Sunday, November 11, 2007


Directory safety when working with paths



As we discussed in our previous two articles, we run into issues of thread safety when we try changing the path during a running program. Therefor, in addition to bypassing PATH_MAX problems, working around buffer issues thanks to implementing with C++, we would also love to implement our functions without ever calling chdir() and changing the working directory. We'll now look into how we can make changes to our implementation to avoid a chdir() call, along with the pros and cons of techniques UNIX operating systems provide us, as well as what they're lacking.

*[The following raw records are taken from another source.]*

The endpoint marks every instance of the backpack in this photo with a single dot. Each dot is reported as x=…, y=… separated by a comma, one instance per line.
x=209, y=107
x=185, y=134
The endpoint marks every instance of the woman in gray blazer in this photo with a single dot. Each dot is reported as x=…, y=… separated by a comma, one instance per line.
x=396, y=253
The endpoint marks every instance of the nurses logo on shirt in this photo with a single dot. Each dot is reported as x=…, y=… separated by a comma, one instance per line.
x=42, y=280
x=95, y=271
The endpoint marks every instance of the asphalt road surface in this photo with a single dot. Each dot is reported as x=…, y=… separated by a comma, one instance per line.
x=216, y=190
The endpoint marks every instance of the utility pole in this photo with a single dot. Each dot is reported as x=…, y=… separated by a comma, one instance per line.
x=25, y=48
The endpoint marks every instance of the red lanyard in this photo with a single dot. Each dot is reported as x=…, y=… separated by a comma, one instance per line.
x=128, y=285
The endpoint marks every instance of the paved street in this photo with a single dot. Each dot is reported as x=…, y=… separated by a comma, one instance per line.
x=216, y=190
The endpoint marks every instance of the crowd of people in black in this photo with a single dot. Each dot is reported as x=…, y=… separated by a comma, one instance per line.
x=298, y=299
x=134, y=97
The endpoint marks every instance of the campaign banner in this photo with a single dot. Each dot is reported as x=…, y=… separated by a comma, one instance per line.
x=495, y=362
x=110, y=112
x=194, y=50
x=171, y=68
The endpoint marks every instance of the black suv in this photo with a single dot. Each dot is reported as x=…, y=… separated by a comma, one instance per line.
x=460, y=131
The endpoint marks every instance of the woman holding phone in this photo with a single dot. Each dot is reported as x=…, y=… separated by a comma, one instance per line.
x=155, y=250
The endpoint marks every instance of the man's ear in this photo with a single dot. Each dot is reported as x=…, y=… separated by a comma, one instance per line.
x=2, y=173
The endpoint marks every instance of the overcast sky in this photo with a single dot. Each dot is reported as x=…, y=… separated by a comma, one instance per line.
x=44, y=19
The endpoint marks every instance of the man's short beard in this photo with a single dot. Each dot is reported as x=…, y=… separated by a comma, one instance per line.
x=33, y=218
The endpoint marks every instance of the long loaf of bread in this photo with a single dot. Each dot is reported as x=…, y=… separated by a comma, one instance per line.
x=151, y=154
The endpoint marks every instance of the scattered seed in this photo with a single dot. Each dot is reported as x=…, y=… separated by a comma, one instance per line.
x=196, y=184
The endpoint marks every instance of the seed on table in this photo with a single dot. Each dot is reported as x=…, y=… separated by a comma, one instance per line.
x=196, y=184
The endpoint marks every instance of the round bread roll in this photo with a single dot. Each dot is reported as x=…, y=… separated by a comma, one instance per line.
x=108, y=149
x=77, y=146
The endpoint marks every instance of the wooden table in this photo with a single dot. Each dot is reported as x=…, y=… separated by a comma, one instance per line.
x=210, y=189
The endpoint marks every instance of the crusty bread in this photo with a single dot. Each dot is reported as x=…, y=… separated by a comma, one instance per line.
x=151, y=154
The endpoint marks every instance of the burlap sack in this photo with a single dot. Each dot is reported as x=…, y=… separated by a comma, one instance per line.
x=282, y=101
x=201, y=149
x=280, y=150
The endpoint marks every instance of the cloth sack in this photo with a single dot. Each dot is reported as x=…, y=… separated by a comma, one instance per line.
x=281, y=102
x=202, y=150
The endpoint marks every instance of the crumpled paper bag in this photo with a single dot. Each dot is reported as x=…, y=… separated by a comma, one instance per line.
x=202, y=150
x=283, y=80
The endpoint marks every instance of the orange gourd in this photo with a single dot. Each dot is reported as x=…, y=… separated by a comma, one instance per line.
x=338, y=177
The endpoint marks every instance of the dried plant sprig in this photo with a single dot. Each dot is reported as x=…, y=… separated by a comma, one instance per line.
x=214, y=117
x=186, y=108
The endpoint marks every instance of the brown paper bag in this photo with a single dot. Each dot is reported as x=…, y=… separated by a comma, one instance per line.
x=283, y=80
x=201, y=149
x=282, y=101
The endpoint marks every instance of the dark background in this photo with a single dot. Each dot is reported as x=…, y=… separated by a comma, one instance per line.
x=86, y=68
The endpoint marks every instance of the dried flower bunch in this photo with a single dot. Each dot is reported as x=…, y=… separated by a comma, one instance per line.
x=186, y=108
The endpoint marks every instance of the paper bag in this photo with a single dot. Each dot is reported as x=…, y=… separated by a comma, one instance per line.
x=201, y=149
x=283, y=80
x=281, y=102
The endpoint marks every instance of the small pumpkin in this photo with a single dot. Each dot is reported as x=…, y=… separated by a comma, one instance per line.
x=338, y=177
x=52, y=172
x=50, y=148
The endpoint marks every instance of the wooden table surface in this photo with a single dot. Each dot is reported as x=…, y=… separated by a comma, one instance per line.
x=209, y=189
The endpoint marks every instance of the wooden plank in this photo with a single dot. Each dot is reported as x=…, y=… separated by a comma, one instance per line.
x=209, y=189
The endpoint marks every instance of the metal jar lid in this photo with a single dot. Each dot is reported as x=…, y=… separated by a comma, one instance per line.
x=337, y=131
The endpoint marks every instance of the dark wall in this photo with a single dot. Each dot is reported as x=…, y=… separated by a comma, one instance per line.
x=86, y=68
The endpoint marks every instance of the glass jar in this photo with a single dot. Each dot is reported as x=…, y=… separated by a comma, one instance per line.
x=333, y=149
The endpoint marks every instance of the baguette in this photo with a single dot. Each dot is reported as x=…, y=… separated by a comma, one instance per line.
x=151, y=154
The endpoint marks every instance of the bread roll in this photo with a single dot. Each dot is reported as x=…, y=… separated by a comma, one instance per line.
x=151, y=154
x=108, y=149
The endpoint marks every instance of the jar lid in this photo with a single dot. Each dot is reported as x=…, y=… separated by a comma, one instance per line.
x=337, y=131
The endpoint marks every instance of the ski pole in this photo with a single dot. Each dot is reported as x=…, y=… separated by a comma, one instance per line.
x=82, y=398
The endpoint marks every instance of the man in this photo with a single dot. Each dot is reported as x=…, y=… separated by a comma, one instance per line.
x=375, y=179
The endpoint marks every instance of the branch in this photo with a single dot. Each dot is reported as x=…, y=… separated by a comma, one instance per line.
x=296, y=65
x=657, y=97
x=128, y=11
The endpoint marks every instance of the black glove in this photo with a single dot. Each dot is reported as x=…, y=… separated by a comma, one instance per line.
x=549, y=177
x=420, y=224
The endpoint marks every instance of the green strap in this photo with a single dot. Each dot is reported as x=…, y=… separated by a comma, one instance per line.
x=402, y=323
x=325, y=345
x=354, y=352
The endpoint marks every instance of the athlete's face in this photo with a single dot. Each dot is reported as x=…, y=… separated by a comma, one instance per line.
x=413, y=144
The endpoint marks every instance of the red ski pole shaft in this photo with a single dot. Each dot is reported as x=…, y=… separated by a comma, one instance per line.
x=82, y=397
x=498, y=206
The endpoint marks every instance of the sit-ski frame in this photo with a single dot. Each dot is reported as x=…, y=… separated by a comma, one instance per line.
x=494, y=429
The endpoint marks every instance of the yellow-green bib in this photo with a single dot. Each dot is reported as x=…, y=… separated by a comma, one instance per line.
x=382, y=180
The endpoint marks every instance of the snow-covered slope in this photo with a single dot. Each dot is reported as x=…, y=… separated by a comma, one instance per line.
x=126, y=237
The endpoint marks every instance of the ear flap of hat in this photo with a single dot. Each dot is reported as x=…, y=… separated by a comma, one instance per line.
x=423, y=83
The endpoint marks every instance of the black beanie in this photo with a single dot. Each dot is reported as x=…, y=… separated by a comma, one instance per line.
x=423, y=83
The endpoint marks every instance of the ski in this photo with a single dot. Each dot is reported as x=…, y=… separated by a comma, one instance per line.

If one looks back at how we implemented getcwd(), they'll notice that we call chdir("..") for each step in our loop. We need this to sanitize the location for these three calls:

opendir(".")
lstat(entry->d_name, &sb)
stat(".", &sb)


To remove the need of changing directories, we can place the ".." paths directly into our calls to opendir(), lstat(), and stat(). Thanks to C++ Strings being dynamic, it makes it easy for us to manipulate paths for these situations properly. We'll also see that being clever, we can even avoid string manipulation for some of these cases. And if our OSs supplied enough functionality, without any string manipulation at all!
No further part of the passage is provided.